SeekerFinder · 12/08/2025 09:59

PullTheBricksDown · 12/08/2025 09:51

, I have spoken to this on several occasions almost in your exact words: "I feel awkward, I feel like we're not connecting. What do you feel?"
He says he hasn't noticeably felt that. He then asked if I had an idea of what I/we would need to have/do in order to remedy it.
So he is aware of this and keen to address it. I just don't want to go on and on about it and make him feel at fault.
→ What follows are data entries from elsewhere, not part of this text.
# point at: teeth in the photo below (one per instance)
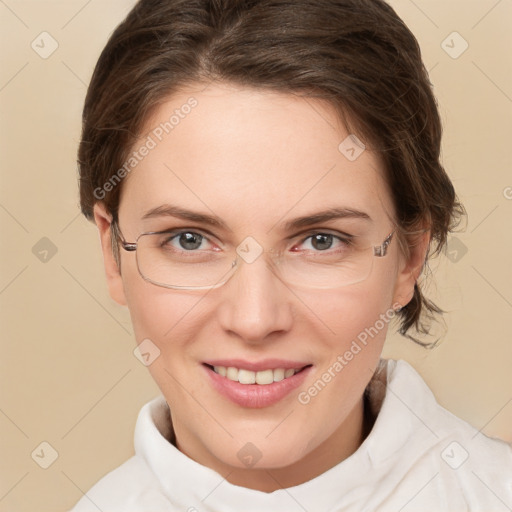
(250, 377)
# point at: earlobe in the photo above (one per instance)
(411, 269)
(103, 220)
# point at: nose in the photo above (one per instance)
(255, 303)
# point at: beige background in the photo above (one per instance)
(68, 373)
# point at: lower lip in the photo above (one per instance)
(256, 395)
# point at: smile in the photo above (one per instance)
(255, 388)
(263, 377)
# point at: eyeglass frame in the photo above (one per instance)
(379, 251)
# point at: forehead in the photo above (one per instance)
(251, 154)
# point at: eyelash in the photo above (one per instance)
(344, 238)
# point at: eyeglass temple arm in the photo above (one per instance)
(127, 246)
(381, 250)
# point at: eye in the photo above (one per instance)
(320, 242)
(185, 241)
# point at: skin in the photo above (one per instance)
(257, 159)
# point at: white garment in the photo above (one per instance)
(412, 460)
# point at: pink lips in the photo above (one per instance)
(256, 395)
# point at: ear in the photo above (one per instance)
(411, 265)
(114, 280)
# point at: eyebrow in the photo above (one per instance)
(329, 214)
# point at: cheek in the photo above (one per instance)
(159, 313)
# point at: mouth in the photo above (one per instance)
(258, 386)
(261, 377)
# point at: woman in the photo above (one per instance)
(265, 178)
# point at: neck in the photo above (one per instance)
(344, 441)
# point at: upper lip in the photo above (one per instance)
(256, 366)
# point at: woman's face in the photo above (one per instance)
(254, 161)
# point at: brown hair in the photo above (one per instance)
(356, 54)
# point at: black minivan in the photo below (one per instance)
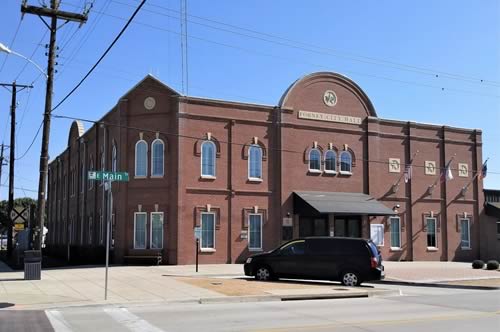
(348, 260)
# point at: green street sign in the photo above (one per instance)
(108, 176)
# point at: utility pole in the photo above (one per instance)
(10, 205)
(1, 161)
(54, 13)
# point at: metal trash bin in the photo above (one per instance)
(32, 264)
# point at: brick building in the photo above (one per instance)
(251, 176)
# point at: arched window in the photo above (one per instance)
(345, 162)
(314, 160)
(255, 162)
(141, 158)
(330, 161)
(114, 159)
(91, 168)
(157, 152)
(208, 159)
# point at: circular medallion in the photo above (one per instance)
(149, 103)
(330, 98)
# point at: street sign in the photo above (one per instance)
(108, 176)
(19, 215)
(197, 233)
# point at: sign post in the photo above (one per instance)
(108, 177)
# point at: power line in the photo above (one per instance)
(141, 129)
(315, 48)
(32, 142)
(435, 87)
(102, 56)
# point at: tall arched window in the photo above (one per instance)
(330, 161)
(255, 162)
(208, 159)
(314, 160)
(141, 158)
(114, 159)
(157, 152)
(345, 162)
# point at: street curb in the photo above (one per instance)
(440, 284)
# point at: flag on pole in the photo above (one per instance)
(408, 173)
(484, 170)
(446, 174)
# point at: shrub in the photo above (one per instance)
(492, 265)
(477, 264)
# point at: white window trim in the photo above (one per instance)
(145, 228)
(208, 176)
(201, 239)
(399, 232)
(331, 171)
(136, 176)
(383, 233)
(314, 170)
(163, 158)
(252, 178)
(249, 233)
(468, 232)
(349, 172)
(435, 233)
(151, 230)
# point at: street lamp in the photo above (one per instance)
(7, 50)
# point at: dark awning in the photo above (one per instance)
(343, 203)
(493, 209)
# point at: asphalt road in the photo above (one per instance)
(418, 309)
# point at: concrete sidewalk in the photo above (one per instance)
(213, 283)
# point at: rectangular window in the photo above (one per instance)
(431, 232)
(207, 230)
(140, 230)
(377, 234)
(255, 231)
(156, 230)
(395, 232)
(465, 233)
(90, 230)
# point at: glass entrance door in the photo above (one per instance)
(348, 226)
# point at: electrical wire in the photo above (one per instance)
(102, 56)
(315, 48)
(147, 130)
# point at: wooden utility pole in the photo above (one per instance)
(14, 86)
(54, 13)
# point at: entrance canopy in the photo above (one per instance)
(339, 203)
(493, 209)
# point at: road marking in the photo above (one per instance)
(56, 318)
(131, 321)
(378, 322)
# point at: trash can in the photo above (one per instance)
(32, 264)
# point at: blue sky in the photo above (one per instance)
(427, 61)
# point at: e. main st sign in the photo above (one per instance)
(108, 176)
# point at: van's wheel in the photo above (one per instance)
(350, 278)
(263, 273)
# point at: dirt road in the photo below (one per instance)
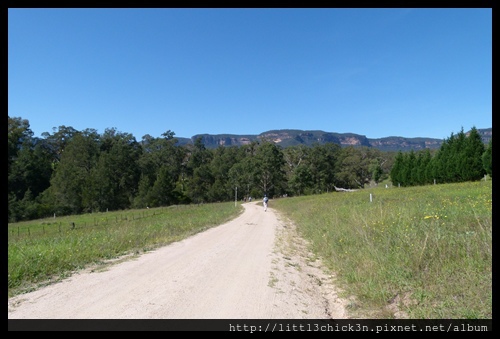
(253, 267)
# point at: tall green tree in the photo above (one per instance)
(73, 176)
(487, 159)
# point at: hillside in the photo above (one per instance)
(293, 137)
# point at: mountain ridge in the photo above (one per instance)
(294, 137)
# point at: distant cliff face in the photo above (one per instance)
(288, 137)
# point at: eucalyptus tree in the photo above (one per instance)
(72, 188)
(160, 166)
(353, 166)
(487, 159)
(322, 164)
(222, 161)
(471, 161)
(116, 174)
(29, 171)
(200, 176)
(269, 170)
(297, 170)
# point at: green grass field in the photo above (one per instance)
(426, 251)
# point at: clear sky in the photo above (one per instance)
(378, 72)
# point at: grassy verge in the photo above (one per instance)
(425, 251)
(47, 250)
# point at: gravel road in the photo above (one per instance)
(253, 267)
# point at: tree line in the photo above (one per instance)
(72, 172)
(460, 158)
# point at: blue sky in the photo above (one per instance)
(378, 72)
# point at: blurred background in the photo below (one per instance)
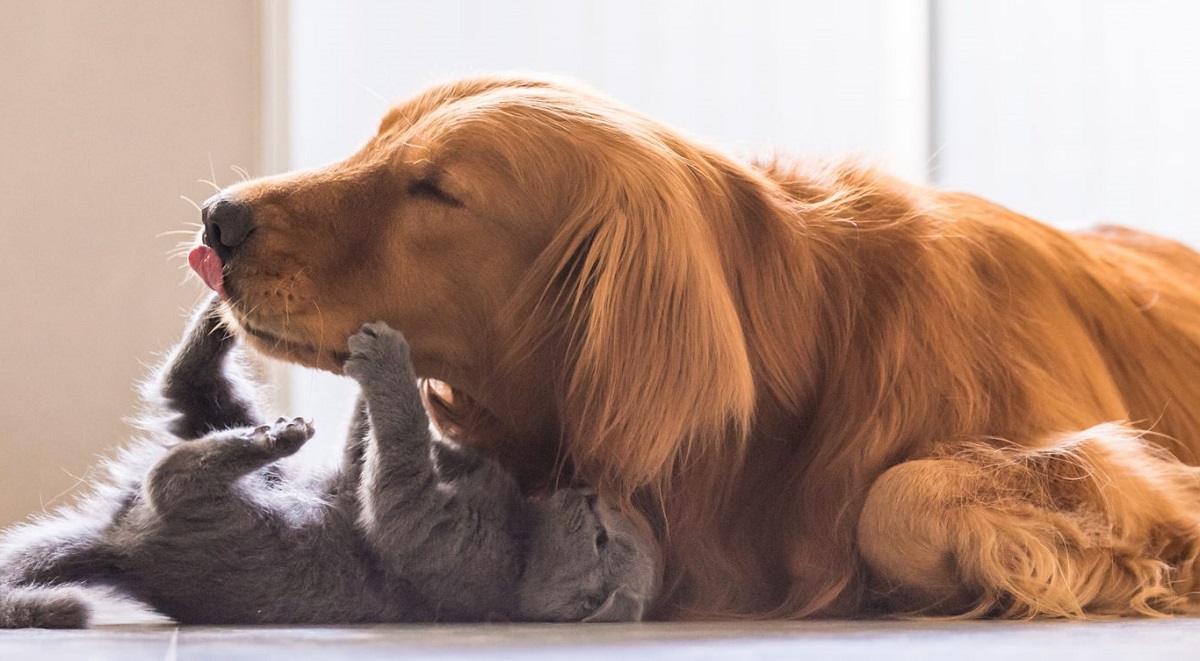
(117, 115)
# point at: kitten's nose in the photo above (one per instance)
(227, 223)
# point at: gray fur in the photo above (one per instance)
(199, 523)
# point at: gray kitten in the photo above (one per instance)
(203, 526)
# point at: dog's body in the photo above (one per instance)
(205, 528)
(831, 391)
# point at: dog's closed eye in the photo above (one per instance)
(429, 188)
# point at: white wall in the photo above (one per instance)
(805, 76)
(1074, 112)
(109, 112)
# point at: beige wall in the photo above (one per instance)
(109, 112)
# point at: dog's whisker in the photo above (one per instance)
(190, 200)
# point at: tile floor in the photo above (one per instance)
(131, 636)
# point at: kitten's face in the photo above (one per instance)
(587, 562)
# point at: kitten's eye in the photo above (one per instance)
(601, 538)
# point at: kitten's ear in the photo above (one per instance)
(621, 606)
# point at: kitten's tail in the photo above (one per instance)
(40, 562)
(43, 608)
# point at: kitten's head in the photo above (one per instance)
(587, 562)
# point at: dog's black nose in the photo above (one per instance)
(227, 223)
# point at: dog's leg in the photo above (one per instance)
(195, 479)
(1096, 522)
(453, 540)
(203, 383)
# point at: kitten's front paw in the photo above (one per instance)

I don't read it this way, that he's keen to address it. I read this as 'I don't feel this way. This is a you problem. You come up with the answer.'

Well, in a big way it is a me problem... I think.
It may be deeper and be rooted in our dynamic itself, but still I'm 50% of that... and if I am the one experiencing the unease here, I feel it's correct that I should also be the one to check in with myself on what I'm needing in order to feel less awkward.
I think he genuinely isn't bothered by it.
He is a lot quieter than me by nature and not much of a blabber with anyone, whereas I could listen to/tell stories until dawn.

OP posts:
Battels · 12/08/2025 10:01

SeekerFinder · 12/08/2025 03:13

Ah, I see how it reads this way:
In contrast, he's had an amazingly interesting life.
International travel, working in documentary film in incredibly risky situations, has done a lot of exploration into the meaning of human existence and our place with/in nature.
He is curious, well read, intellectual and very creative (also a musician).
So, in majy ways he is far from 'traditional' in a conservative sense.

Edited

So why are you finding conversation with him so boring? At less than a year is the exciting bit, where you’re still discovering each other, and there are lots of bits of past, stories, old friends, travels, jobs, memories, etc you’re only beginning to hear about!

Mrsttcno1 · 12/08/2025 10:02

The bottom line is that this isn’t a partner, or a long term thing, you’re still in the dating phase when everything should be exciting, fun & easy… and it’s not.

The right person wouldn’t be this hard so soon!